Egypt court jails officials over Van Gogh theft

Thu Apr 21, 2011 1:59pm GMT
 

CAIRO, April 21 (Reuters) - An Egyptian court on Thursday jailed five officials, including a former head of the state's fine arts department, over the theft of a Van Gogh painting worth an estimated $55 million, state media said.

"Vase with Viscaria" was stolen in August from Cairo's Mahmoud Khalil museum, home to one of the Middle East's finest collections of 19th and 20th-century art.

The state MENA news agency and court officials said the five had been found guilty of "causing the theft of the painting," without giving further details.

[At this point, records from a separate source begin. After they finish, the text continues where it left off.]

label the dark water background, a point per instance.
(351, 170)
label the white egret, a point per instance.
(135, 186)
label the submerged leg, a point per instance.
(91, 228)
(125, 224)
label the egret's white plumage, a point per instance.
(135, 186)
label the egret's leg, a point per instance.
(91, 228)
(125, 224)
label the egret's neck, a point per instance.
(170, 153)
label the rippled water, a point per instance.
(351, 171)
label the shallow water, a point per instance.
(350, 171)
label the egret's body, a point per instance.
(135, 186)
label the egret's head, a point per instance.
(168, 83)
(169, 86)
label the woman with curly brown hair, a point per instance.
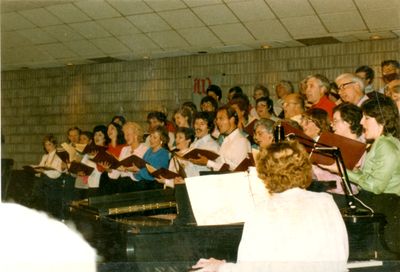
(292, 229)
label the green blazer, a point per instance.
(380, 172)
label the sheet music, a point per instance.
(220, 199)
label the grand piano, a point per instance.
(156, 231)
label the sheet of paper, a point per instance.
(220, 199)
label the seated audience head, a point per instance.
(318, 86)
(155, 119)
(234, 90)
(73, 135)
(283, 166)
(314, 122)
(85, 137)
(227, 120)
(259, 91)
(183, 117)
(264, 107)
(346, 120)
(184, 137)
(283, 88)
(264, 132)
(215, 92)
(48, 246)
(380, 117)
(159, 138)
(133, 133)
(293, 104)
(351, 88)
(119, 119)
(390, 70)
(208, 104)
(100, 135)
(49, 143)
(115, 133)
(366, 74)
(203, 124)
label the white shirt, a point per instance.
(233, 151)
(206, 142)
(52, 160)
(295, 230)
(125, 153)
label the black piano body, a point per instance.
(157, 229)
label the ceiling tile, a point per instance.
(149, 22)
(68, 13)
(168, 39)
(232, 33)
(110, 45)
(200, 36)
(215, 15)
(13, 39)
(84, 48)
(254, 10)
(90, 30)
(268, 30)
(14, 21)
(199, 3)
(57, 50)
(336, 6)
(139, 42)
(342, 22)
(377, 4)
(118, 26)
(292, 8)
(98, 9)
(183, 18)
(304, 27)
(37, 36)
(382, 18)
(63, 33)
(158, 5)
(40, 17)
(130, 7)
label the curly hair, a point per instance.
(386, 113)
(283, 166)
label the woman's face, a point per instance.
(99, 138)
(372, 129)
(112, 132)
(262, 137)
(309, 127)
(180, 120)
(181, 141)
(155, 140)
(49, 146)
(130, 136)
(339, 126)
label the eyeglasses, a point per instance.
(342, 86)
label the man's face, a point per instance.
(314, 91)
(390, 73)
(224, 123)
(73, 136)
(200, 128)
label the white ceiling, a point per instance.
(53, 33)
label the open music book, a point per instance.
(228, 198)
(77, 167)
(161, 173)
(194, 154)
(114, 162)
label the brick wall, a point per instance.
(42, 101)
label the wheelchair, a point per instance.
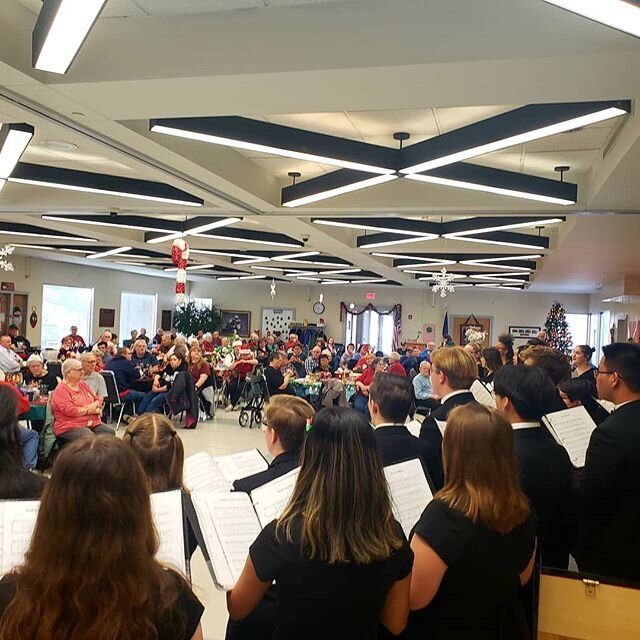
(255, 395)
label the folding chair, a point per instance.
(113, 396)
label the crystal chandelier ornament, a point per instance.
(443, 283)
(5, 252)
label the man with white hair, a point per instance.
(37, 374)
(395, 366)
(10, 362)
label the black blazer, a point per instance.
(395, 444)
(545, 475)
(430, 434)
(609, 537)
(279, 466)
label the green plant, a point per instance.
(191, 317)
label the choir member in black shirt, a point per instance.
(286, 419)
(91, 569)
(610, 484)
(390, 401)
(474, 544)
(525, 394)
(578, 391)
(555, 364)
(277, 383)
(340, 561)
(453, 371)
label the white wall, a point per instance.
(30, 274)
(506, 307)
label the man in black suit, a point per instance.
(453, 371)
(390, 400)
(525, 394)
(609, 535)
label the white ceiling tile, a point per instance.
(419, 122)
(335, 123)
(451, 118)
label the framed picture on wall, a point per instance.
(238, 321)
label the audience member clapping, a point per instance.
(77, 410)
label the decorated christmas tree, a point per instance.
(557, 329)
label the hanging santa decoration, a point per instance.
(180, 257)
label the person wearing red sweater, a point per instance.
(395, 366)
(363, 381)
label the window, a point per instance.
(137, 310)
(370, 328)
(579, 327)
(63, 307)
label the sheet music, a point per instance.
(482, 394)
(414, 427)
(166, 508)
(410, 492)
(270, 499)
(229, 525)
(17, 521)
(606, 405)
(572, 428)
(241, 465)
(201, 473)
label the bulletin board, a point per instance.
(276, 320)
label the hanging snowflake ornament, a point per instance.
(180, 257)
(443, 283)
(6, 251)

The painting has not been recovered.

A police investigation soon after the theft found that security measures at the museum were extremely lax, raising fears about the safety of the treasure trove of art and antiquities on display in Egypt.

Legal sources said the court sentenced Mohsen Shaalan, who was head of the culture ministry's fine arts department, to one year in jail and ordered him to perform community service.

Four other employees at the museum were given six-month prison terms, said the sources.

The museum houses works assembled by Mohammed Mahmoud Khalil, a politician who died in 1953, including paintings by Gauguin, Monet, Manet and Renoir, as well as the Dutch post-Impressionist master Vincent Van Gogh.

Egyptian billionaire Naguib Sawiris offered a 1-million pound ($168,000) reward for information leading to the recovery of the painting.